Modul 1.4 ini memperkenalkan konsep Disiplin Positif dan Nilai-Nilai Kebajikan Universal dalam konteks pendidikan. Dalam catatan ini, saya akan mengajak Anda untuk menyadari betapa pentingnya memahami dan mengaplikasikan konsep-konsep yang ada dalam modul ini dalam membentuk karakter dan perilaku siswa, serta dalam pengembangan diri kita sebagai pendidik.
Kegiatan 'Cobalah Buka' dan Tanggapan Replektif
Kegiatan 'Cobalah Buka' adalah cara yang menarik untuk memulai eksplorasi konsep Disiplin Positif dan Nilai-Nilai Kebajikan Universal. Dalam kegiatan ini, dua individu, yang akan kita sebut sebagai A dan B, terlibat dalam sebuah eksperimen. A memiliki sesuatu yang berharga dalam genggaman tangannya, dan B ditugaskan untuk mencoba membuka tangan A dalam waktu 30 detik.
Pertanyaan pertama dan kedua dalam kegiatan ini menggambarkan berbagai kemungkinan respon dari individu A terhadap upaya B untuk membuka tangan A. Sebagian mungkin bersedia membuka tangan mereka, sementara yang lain mungkin tetap bertahan menutupnya. Ini mencerminkan kontrol penuh atas tindakan tersebut yang ada pada individu masing-masing.
Namun, pertanyaan ketiga mengundang kita untuk merenung lebih dalam. Siapa yang sesungguhnya memiliki kendali atau kontrol penuh atas tindakan tersebut? Jawabannya adalah individu A, yaitu kita sendiri. Meskipun B berusaha dengan berbagai cara untuk membuka tangan A, keputusan akhir tetap ada dalam wewenang A. Ini menggambarkan konsep bahwa individu memiliki kendali penuh atas tindakan mereka, bahkan dalam situasi yang mungkin mendapatkan tekanan dari orang lain.

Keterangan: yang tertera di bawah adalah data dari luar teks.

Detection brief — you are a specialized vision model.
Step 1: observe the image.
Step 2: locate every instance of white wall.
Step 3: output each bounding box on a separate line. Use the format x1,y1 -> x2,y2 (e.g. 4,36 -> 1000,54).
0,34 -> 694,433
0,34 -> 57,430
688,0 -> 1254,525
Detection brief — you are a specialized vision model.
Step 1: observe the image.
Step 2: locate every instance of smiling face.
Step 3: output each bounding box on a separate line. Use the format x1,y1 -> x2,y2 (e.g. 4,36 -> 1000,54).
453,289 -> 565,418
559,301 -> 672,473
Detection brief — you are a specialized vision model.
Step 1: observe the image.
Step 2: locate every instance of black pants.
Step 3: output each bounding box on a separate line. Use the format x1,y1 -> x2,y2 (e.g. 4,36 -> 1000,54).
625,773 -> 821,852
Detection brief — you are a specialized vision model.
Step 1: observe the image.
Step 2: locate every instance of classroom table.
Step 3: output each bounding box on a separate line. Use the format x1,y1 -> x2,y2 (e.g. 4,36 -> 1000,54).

Teori Kontrol oleh Dr. William Glasser
Dalam modul ini, kita juga diperkenalkan pada Teori Kontrol yang dikemukakan oleh Dr. William Glasser. Teori ini menyoroti empat miskonsepsi yang perlu dipahami dalam konteks kontrol pribadi.
Pertama, miskonsepsi bahwa guru atau pihak lain memiliki kendali penuh atas individu adalah salah. Sebenarnya, individu adalah yang memilih untuk membiarkan diri mereka dikendalikan. Artinya, kontrol pribadi ada dalam tangan individu itu sendiri.
Kedua, konsep penguatan positif atau bujukan sering dianggap sebagai bentuk kontrol. Namun, Glasser mengajarkan bahwa penguatan positif yang efektif adalah ketika individu secara sukarela memilih tindakan positif, bukan karena dorongan eksternal semata.
Ketiga, kritik dan perasaan bersalah tidak efektif dalam memperkuat karakter seseorang. Sebaliknya, hal itu dapat merusak identitas individu dan menghambat perkembangan positif.